Please note: this event has already passed.
Orielenses are warmly invited to an online alumnae panel event for the Oriel Women’s Network. Join us online from 6.30pm on Wednesday, 8 June to listen to our alumnae panellists discuss their experiences of having worked in the traditionally male dominated industries of Academia, STEM and Medicine.
Claire Edwards (1990) is an orthopaedic hand and wrist surgeon. She qualified from Oriel College, Oxford in 1996 and undertook surgical training in Nottingham. After working on the BBC series “The Ship” she completed a PhD on S.Aureus biofilms. She trained in Trauma and Orthopaedics in Trent before undertaking hand fellowships at the Pulvertaft Unit in Derby and an advanced training post in Sheffield. Her special interests are hand trauma, arthritis and the musicians hand.
Claire is an elected Member of Council of the Royal College of Surgeons of Edinburgh, Chair of the RCSEd Surgical Specialty Board for Trauma and Orthopaedics and a member of the RCSEd Research and Awards Committee. She is an examiner for the FRCS (Tr and Orth) and a member of the examination board. She is the Training Programme Director for Core Surgery Health Education East of England.
Claire is a triathlete with 2 young and sporty sons and a menagerie of pets.

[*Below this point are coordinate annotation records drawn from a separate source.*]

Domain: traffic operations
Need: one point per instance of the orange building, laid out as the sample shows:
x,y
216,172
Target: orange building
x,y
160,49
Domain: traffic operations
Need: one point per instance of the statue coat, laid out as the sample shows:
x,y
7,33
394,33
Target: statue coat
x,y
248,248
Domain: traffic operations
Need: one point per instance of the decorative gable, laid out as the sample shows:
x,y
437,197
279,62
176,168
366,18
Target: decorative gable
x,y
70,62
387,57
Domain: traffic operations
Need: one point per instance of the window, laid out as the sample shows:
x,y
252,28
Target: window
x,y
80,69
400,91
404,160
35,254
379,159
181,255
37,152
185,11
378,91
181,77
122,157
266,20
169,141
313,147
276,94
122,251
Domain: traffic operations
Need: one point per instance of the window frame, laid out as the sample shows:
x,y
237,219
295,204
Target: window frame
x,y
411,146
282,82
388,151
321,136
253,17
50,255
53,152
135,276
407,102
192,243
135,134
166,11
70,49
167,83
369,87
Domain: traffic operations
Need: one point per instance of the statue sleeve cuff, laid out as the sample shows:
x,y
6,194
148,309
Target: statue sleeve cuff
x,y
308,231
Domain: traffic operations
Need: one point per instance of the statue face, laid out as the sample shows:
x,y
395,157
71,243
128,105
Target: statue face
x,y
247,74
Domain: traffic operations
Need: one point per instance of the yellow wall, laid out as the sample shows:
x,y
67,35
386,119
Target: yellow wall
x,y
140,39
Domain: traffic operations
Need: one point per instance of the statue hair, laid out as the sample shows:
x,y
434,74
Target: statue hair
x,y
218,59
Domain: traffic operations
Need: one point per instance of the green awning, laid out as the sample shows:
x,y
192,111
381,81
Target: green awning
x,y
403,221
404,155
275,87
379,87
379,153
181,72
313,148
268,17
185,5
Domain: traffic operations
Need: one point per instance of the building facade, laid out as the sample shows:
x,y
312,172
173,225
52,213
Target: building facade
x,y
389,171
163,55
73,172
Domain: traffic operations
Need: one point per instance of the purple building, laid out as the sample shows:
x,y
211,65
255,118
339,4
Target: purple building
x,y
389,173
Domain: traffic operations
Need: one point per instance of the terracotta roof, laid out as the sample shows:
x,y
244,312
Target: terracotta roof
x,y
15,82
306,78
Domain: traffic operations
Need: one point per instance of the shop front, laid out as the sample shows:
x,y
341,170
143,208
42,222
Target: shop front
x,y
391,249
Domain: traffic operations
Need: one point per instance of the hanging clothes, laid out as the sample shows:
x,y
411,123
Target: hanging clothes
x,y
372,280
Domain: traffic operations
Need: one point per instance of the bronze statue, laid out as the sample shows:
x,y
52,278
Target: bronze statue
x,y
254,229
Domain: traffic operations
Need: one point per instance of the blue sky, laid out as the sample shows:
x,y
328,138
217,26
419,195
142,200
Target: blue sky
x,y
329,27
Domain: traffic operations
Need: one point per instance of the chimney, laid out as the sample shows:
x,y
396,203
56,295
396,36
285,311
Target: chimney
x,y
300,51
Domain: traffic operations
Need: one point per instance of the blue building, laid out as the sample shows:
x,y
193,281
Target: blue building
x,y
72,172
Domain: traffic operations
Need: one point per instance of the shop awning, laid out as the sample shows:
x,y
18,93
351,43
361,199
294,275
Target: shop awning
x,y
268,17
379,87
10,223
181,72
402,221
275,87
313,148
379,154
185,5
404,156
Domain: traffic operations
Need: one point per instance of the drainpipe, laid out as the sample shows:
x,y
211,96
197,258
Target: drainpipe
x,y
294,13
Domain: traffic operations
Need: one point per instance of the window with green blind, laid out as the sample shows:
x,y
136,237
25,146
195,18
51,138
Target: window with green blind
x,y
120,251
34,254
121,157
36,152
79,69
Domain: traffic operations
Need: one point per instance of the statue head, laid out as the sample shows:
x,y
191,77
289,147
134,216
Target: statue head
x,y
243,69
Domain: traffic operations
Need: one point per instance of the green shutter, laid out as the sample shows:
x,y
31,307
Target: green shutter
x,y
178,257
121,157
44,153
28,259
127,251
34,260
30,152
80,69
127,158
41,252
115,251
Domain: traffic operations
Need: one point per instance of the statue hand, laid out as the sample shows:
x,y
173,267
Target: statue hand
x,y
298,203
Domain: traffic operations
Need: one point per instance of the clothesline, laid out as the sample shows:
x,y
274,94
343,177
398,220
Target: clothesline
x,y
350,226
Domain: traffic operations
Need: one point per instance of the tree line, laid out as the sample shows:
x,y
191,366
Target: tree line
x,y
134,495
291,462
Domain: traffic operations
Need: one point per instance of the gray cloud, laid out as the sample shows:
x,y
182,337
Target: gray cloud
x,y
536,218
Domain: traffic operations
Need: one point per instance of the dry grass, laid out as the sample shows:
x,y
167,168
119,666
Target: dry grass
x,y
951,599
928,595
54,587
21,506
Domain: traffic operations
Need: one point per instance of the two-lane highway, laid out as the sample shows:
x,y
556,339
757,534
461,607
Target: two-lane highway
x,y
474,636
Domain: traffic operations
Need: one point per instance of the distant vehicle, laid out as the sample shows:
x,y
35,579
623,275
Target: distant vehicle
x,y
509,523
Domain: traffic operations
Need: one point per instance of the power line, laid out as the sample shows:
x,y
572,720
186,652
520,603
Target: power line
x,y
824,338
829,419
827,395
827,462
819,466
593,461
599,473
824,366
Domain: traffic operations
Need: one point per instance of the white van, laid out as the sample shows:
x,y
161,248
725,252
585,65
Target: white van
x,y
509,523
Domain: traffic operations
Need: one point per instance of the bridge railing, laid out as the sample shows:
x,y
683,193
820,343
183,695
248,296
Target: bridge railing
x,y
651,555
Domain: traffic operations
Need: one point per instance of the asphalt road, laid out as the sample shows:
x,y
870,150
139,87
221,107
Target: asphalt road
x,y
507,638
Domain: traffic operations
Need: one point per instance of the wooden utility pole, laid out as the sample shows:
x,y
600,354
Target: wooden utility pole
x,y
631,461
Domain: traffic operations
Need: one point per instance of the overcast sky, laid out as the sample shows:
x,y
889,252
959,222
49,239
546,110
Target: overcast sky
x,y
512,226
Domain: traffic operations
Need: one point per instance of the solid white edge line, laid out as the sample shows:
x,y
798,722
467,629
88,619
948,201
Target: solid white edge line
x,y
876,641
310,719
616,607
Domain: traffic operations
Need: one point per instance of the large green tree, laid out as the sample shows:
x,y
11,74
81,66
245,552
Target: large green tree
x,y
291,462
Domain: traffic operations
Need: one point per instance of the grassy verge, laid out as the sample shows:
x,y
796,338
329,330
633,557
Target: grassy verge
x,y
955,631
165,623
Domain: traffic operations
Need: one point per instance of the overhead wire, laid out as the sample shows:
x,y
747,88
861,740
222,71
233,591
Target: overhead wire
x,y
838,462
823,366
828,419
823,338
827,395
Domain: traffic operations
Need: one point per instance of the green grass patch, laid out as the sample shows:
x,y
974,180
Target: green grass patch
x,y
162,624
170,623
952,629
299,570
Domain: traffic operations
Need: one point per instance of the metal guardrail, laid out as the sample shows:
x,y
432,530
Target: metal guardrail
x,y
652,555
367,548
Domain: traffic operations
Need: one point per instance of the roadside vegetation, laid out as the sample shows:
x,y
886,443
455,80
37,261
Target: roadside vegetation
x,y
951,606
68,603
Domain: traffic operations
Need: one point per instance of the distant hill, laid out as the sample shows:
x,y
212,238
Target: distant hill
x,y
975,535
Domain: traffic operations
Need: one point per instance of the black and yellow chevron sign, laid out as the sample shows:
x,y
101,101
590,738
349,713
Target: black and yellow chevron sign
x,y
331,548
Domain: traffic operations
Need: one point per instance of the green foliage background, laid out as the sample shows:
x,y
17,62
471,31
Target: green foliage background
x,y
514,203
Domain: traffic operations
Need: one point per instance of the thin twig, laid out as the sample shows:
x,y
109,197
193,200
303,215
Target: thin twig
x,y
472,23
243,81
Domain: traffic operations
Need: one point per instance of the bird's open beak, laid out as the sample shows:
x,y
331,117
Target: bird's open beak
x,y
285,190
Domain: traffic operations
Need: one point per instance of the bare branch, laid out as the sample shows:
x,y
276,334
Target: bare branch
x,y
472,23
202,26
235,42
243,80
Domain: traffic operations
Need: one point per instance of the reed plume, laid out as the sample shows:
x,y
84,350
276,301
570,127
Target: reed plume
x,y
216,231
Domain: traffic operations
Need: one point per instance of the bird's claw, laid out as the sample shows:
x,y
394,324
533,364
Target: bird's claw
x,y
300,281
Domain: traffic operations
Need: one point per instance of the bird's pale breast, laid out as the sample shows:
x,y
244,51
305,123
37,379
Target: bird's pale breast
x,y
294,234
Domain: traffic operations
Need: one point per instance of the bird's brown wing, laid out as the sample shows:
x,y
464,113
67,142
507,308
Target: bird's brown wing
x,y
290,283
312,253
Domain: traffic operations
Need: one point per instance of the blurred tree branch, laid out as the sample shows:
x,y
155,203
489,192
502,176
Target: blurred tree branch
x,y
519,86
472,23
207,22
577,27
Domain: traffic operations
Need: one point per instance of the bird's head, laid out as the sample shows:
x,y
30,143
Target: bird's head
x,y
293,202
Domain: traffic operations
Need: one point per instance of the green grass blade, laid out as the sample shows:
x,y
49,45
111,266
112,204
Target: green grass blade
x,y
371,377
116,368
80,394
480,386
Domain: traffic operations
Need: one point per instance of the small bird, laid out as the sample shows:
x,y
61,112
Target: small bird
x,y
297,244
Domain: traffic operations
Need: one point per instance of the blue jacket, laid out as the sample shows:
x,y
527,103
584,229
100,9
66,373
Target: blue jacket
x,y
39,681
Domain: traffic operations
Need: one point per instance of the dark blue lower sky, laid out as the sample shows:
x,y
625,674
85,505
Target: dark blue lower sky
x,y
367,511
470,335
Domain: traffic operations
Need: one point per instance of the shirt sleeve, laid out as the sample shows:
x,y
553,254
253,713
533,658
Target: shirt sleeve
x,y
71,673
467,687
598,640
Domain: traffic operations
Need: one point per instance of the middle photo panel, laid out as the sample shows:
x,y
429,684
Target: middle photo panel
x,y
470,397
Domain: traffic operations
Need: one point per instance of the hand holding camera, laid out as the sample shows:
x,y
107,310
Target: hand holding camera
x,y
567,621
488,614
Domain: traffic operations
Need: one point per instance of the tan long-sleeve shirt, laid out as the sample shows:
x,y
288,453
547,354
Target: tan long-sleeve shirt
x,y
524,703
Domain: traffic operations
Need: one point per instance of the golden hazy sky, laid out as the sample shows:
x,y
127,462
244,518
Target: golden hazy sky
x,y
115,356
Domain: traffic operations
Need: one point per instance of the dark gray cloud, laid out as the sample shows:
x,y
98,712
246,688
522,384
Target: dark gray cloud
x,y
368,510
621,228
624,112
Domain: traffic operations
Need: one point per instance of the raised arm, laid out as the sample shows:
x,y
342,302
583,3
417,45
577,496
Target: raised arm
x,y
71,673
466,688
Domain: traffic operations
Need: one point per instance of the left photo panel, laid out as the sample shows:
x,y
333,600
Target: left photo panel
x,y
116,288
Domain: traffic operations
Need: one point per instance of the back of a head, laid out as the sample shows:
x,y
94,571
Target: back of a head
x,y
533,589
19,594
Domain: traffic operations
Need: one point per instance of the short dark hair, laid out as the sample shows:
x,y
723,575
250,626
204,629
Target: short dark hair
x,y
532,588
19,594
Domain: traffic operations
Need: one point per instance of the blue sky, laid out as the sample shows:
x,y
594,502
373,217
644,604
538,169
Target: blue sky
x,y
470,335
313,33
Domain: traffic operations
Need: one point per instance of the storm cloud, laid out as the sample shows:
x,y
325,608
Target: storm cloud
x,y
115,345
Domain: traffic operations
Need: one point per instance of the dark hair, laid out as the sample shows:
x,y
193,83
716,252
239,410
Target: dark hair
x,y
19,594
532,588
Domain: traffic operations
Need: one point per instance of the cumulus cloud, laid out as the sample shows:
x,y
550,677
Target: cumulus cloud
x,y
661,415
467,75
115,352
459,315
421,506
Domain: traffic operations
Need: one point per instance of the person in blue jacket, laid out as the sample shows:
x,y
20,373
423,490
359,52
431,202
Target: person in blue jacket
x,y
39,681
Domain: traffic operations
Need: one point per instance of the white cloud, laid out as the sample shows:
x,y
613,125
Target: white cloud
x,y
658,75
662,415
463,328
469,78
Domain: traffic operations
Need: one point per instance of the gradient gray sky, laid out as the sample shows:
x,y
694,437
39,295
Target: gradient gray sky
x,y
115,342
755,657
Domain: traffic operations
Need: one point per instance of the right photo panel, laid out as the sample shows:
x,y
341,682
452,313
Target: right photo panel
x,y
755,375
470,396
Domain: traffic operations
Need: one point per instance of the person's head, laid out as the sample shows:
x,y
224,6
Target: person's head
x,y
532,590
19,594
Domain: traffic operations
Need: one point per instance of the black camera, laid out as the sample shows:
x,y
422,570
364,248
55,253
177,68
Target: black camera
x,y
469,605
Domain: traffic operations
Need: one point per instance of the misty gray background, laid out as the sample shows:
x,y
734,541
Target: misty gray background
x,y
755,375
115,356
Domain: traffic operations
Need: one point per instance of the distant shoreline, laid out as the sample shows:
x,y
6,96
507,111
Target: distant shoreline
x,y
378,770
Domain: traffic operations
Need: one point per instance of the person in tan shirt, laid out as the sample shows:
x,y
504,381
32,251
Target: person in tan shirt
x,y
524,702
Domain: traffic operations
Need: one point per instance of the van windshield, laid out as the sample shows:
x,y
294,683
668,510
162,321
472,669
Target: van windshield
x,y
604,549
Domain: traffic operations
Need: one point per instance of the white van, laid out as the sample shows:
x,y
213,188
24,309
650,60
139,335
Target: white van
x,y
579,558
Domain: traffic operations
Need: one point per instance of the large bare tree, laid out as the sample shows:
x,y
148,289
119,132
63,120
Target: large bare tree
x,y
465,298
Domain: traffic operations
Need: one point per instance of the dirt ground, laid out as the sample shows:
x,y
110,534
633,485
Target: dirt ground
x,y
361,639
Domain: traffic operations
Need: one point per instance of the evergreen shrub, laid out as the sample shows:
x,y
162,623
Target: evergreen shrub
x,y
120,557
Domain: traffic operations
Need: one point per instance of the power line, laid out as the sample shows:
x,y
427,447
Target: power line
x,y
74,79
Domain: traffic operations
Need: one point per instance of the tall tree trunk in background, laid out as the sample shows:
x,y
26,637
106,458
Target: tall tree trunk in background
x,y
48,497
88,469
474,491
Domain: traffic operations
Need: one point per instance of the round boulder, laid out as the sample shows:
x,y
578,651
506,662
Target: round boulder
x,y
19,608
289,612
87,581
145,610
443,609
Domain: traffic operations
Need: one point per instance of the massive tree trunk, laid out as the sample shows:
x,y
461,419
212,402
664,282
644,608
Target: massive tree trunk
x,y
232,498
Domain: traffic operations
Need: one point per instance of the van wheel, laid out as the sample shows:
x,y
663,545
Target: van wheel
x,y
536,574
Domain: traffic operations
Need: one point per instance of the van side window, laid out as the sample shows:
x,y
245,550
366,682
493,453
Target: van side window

She and her husband enjoy spending time with together gardening or restoring their home. She plays piano, clarinet and violin supporting her interests in the musicians hand.
Anna Kotova matriculated in 2008 to read Law and stayed straight through to the completion of her DPhil in Criminology. She now teaches and researches at the University of Birmingham. Her research is heavily focused on social justice, inclusion and prisons. During her time at Oriel she was an active cox, taught Criminal Law tutorials and assisted in Law admissions. Having retired from rowing, she now enjoys good coffee and lie-ins.
Violet Snell (1992) Head of Platform AI, iProov. After many years of doing both algorithm research and software development in industry, Violet started a PhD in computer vision at CVSSP (Centre for Vision, Speech and Signal Processing) at the University of Surrey in 2010. By 2014 she had also completed a lecturing qualification, and taught computer science until the summer of 2015. These days she leads teams developing deep-learning image recognition systems. This wide range of perspectives gives her a valuable insight into career development possibilities in technology fields. She has been involved in mentoring, recruitment and development of graduate engineers and trainees for nearly two decades, and volunteers and speaks in support of improving female representation in STEM.